Two years later, he found himself again close to the Olympics but as an alternate, he didn’t end up making it to Sochi in 2014.
That was the point he thought his dreams were over, but another call from Minichiello and the support of his wife changed his future.
“I said in 2018 he was making it to the Olympics and then we are done,” Shields-Frimpong said. “But I was like OK, you’re going. You are doing this. It’s exciting that he is.”
As he got into the sport, he also realized he felt a strong desire to give back to the country of his heritage.
“At the age of 31, I asked myself what I had done for Ghana,” Frimpong said. “I had done nothing. I decided wanted to leave a legacy behind that would outlive me.”
He reached out and started working with Ghana, including setting up the Ghana Bobsled and Skeleton Federation for athletes in his home country who also want to chase their dreams.
“I went back last year after being gone 23 years,” Frimpong said. “I had been so far away but this was a great way to connect back to my culture and heritage, to the people where I am from.”
Now, with the help of sponsors like DoTERRA, Murdock Hyundai Murray and Cocoa of Ghana, he is the first West African to compete in skeleton. Shields-Frimpong said it’s a sport that makes her nervous when she watches her husband compete.
“At first, it was really scary,” she said. “He’s going 80 miles per hour and could hit his head. At first, I couldn’t watch. He was all over the place and I was like, don’t show me. But it is not as bad now, even though it’s a little scary knowing he is going that speed. When I’m on the freeway going 70 mph, I think he’s got just a helmet on going this fast. That’s scary for me. I don’t like watching him crash.”
Shields-Frimpong laughed when asked if she was going to let their adorable 9-month-old daughter Ashanti slide when she gets older.
“She’s going to be a computer geek,” Shields-Frimpong said. “I told him we are not letting her do sports — too many injuries. But he always says he is doing this is to show our daughter that if you have a dream, you can work hard and it can come true. Everything he does and saving all his articles, he is doing that for her.”
While the family plans to make the most out of their time at the Olympics, Frimpong said he has his sights set on learning from the experience and making a lot of improvement before the 2022 Olympics.
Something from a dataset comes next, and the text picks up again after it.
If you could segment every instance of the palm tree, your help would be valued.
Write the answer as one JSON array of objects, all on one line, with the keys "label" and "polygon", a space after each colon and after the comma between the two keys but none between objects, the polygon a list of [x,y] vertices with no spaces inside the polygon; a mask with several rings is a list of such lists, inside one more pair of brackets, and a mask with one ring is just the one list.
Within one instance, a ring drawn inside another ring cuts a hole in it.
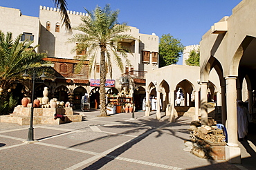
[{"label": "palm tree", "polygon": [[12,39],[12,33],[6,35],[0,30],[0,88],[3,91],[1,101],[8,101],[8,89],[17,82],[23,82],[22,73],[28,68],[40,67],[46,62],[42,60],[45,54],[36,53],[31,47],[33,41],[20,42],[21,35]]},{"label": "palm tree", "polygon": [[112,77],[113,64],[116,64],[120,70],[123,71],[122,57],[125,59],[127,65],[130,65],[130,61],[126,53],[127,49],[122,47],[120,42],[124,39],[134,38],[125,33],[129,29],[126,23],[118,24],[119,10],[111,10],[109,5],[106,5],[103,9],[97,6],[92,12],[85,10],[89,16],[83,17],[82,23],[73,28],[82,32],[73,35],[69,41],[78,43],[79,46],[75,47],[77,50],[82,51],[83,49],[86,49],[86,55],[77,65],[78,70],[84,60],[89,60],[89,73],[91,73],[91,70],[95,68],[97,55],[100,54],[100,115],[107,116],[105,96],[107,69],[109,70],[110,76]]},{"label": "palm tree", "polygon": [[65,25],[66,29],[69,32],[72,32],[71,24],[66,11],[66,0],[54,0],[54,3],[56,8],[60,7],[61,18],[63,21],[63,25]]}]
“I made a long-term goal to medal in 2022,” he said. “I just keep getting better and better but it’s not good enough to be among the best of the world yet. The first experience is great but I want to be an athlete and perform. My wife said it’s not going to be perfect but to take that experience and build on it.I’ve only been doing it for a year-and-a-half and I’m going to be going against people who have been doing it for 15 years. It is a sport where it is about how many runs you have had.”
Shields-Frimpong said her favorite part of seeing her husband competing in skeleton has been seeing how much he enjoys it.
“Just watching him at worlds and seeing him doing his dance, it gives you goosebumps,” she said. “It’s a huge sacrifice for us because he’s gone six months out of the year but he was having fun and loving what he was doing. It’s exciting for him to finally reach the dream he has been dreaming of for so long.”